Malgré l’exaspération visible que lui avait causée l’indifférence de Martial à l’égard des sujets qui excitaient son indignation, il finit par se calmer et enchaîna, avec un sourire forcé, sur un ton indulgent :

« C’est vrai. Tu as changé, je l’oublie toujours. Tu ne te passionnes plus pour aucune cause, toi.

— Je travaille, moi, je n’ai pas de temps à perdre. »

Après deux ou trois rebuffades de ce genre, Martial Gaur se calma à son tour et se reprocha sa grossièreté.

« Il faut m’excuser. Je suis infirme et je me sens parfois très las. Je ne suis plus bon à grand-chose.

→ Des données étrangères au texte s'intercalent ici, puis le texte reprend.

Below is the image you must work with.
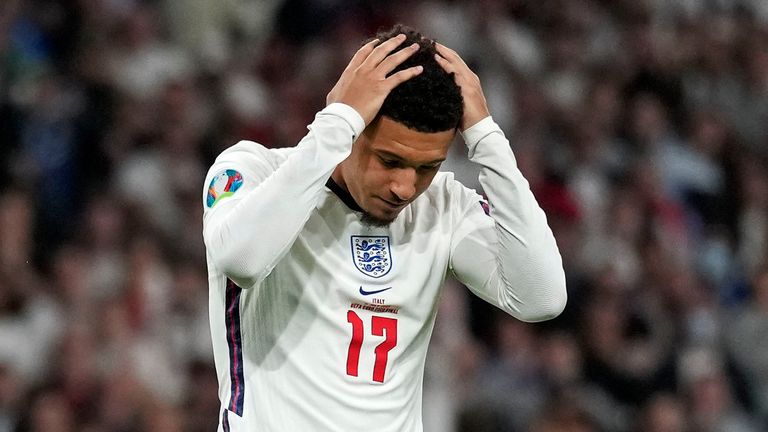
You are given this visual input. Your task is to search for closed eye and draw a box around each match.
[379,157,402,168]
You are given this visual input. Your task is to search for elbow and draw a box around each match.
[204,224,259,287]
[512,273,568,322]
[518,287,568,322]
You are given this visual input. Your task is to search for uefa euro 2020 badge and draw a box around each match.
[205,169,243,208]
[351,236,392,278]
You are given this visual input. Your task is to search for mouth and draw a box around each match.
[379,198,408,211]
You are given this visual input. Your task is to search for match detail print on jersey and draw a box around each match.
[205,169,243,208]
[350,236,392,278]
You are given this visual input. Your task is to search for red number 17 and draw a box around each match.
[347,311,397,382]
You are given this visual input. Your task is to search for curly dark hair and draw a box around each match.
[375,24,464,133]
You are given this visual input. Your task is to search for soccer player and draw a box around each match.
[203,26,566,432]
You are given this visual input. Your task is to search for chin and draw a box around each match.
[360,212,397,228]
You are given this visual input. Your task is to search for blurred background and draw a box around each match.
[0,0,768,432]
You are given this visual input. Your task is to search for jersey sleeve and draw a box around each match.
[450,117,567,322]
[203,103,365,288]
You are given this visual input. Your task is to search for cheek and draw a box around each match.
[416,170,437,194]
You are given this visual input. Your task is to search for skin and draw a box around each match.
[331,117,455,226]
[326,35,490,226]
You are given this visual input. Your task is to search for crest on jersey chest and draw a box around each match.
[350,236,392,278]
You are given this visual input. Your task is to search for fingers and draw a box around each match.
[435,43,464,63]
[378,43,419,74]
[435,54,455,73]
[387,66,424,90]
[363,33,412,69]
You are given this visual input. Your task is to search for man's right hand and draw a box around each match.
[325,34,423,126]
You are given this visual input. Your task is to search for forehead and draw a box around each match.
[366,117,456,163]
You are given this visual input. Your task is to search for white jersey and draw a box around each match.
[204,104,566,432]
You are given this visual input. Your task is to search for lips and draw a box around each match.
[379,198,408,210]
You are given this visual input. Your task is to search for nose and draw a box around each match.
[389,168,417,201]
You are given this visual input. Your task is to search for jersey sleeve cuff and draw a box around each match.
[322,102,365,140]
[461,116,501,153]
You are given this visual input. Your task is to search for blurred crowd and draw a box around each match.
[0,0,768,432]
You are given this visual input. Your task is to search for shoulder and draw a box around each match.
[424,171,482,212]
[213,140,295,171]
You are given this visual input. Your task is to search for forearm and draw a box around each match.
[456,117,567,321]
[203,104,364,284]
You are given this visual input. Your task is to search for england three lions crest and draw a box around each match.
[352,236,392,278]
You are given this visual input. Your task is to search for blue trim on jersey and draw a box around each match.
[225,279,245,417]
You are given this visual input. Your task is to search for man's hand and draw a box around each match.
[325,34,423,125]
[435,43,491,132]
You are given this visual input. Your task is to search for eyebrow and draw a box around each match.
[374,150,445,166]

Mais ce qui m’étonne, ajouta-t-il avec une certaine ironie, en montrant un nouveau groupe qui défilait en scandant des slogans, ce qui m’étonne, c’est que toi, avec toutes tes forces intactes et le même enthousiasme qu’autrefois, tu ne sois pas au premier rang de ceux-ci.

— Accuse-moi de me dégonfler, pendant que tu y es. Je peux t’assurer que tu te trompes. »

Verveuil craignait plus que tout au monde de passer pour un couard et cette dernière remarque le touchait comme une insulte. Il étreignit l’épaule de Martial et le força à s’arrêter.

« Si je ne suis pas là, avec eux, c’est que j’ai mes raisons.

Ceux qui crient le plus fort ne sont pas toujours les plus utiles à une cause.